# Recursion Part 2

## Finding the Sum of an Array

It's actually the case that any programming problem can be solved with recursion. There are no cases when you actually need to use loops — everything can be done with recursion instead. There are actually programming languages (such as Haskell) in which there are no loops statements at all.

In Java, it's commonplace to use loops most of the time, but there are some cases when recursion is the more natural option. We'll look today at using recursion to solve some problems we'd normally use loops for — just to get the hang of using recursion.

For instance, we can use recursion to sum a list of numbers with code like this:


public static int sum(List numbers) {
if (numbers.size() == 0) {
return 0;
} else {
return numbers.get(0) + sum(numbers.subList(1, numbers.size()));
}
}


This works by first including a base case. If the array is size 0, the sum must be 0 (since there are no numbers at all). Remember that we always have to have the base case!

Next we "peel off" the first number of the list. Then we recursively sum up all of the numbers except the first one. This is done by using the subList method to get the sublist consisting of all number but the first.

Then we simply add the two together. The sum of an array is equal to the first element plus the sum of all the rest of the elements.

This is available in Sum.java.

## Palindromes

A palindrome is a word that reads the same backwards as forwards. For example, "step on no pets" or "never odd or even" are palindromes.

Let's write a method to test if a string is a palindrome or not. We can base on on the following recursive idea:

"A phrase is a palindrome if the first and last letters are the same, and if the rest of the phrase is also a palindrome."

Here is this implemented with Java:


public static boolean isPalindrome(String str) {
int size = str.length();

if (size <= 1) {
return true;
}
else if (str.charAt(0) != str.charAt(size - 1)) {
return false;
} else {
return isPalindrome(str.substring(1, size - 1));
}
}


This method starts by finding the size of the string and checking if it's 1 or less. If so, it must be a palindrome so it returns true. This serves as the base case.

Next, we check if the characters on either end don't match. If they don't, then it must not be a palindrome, so we return false.

Finally, we recurse. We do that by calling ourselves again on the string consisting of everything in the original string except the first and last characters.

This example is available as Palindrome.java.

## Towers of Hanoi

There is a myth that there is a temple with three large towers. On the first tower are 64 golden rings where each one is smaller than the one under it. Monks at the temple are trying to move all of the rings from the first tower to the third tower.

However they must obey the rule that no ring can be placed on a ring that is smaller than it. To move the rings, they must use the third tower as a place holder to move the rings over while obeying the rule.

The myth states that when the monks are finished, and have moved all 64 rings to the third tower, the world will end.

We want to write a program that will figure out how to move all of the rings over, one by one.

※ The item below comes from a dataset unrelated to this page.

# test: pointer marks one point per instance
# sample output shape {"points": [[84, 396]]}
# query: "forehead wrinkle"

Thinking of this recursively, to move any disc from the left tower to the right tower, we would first have to move all of the discs above it to the middle, then put the disc we want on the right, and then put all of the discs on the middle tower back on top at the right.

This is recursive because in defining how to move a disc, we say that we have to move other discs. This idea can be used to come up with a recursive algorithm like so:


To move a disc from left to right, using middle:
First move all discs above us to the middle, using right.
Then move this disc from the left to the right.
Lastly move all discs from the middle to the right using left.


This program demonstrates this technique to solve the Towers of Hanoi: Towers.java.

This method calls itself twice each time through. This means the total number of steps needed doubles for each additional ring that we add. The number of moves is given in the following table:

 Rings Steps 1 1 2 3 3 7 4 15 5 31 6 63 7 127 8 255 9 511 10 1023 ... ... 64 18446744073709551615

The number of steps is defined by the following formula:

$steps(rings) = 2^{rings} - 1$

This means that this algorithm is $O(2^n)$. This is called an exponential algorithm, and is completely impractical for large input sizes.

For doing a small number of discs, this doesn't take too terribly long. On my computer, given how long smaller numbers of discs take, it will take roughly 17 million years for the program to complete if we try all 64. Given that the monks are probably a lot slower than a computer, the world won't be ending any time soon :).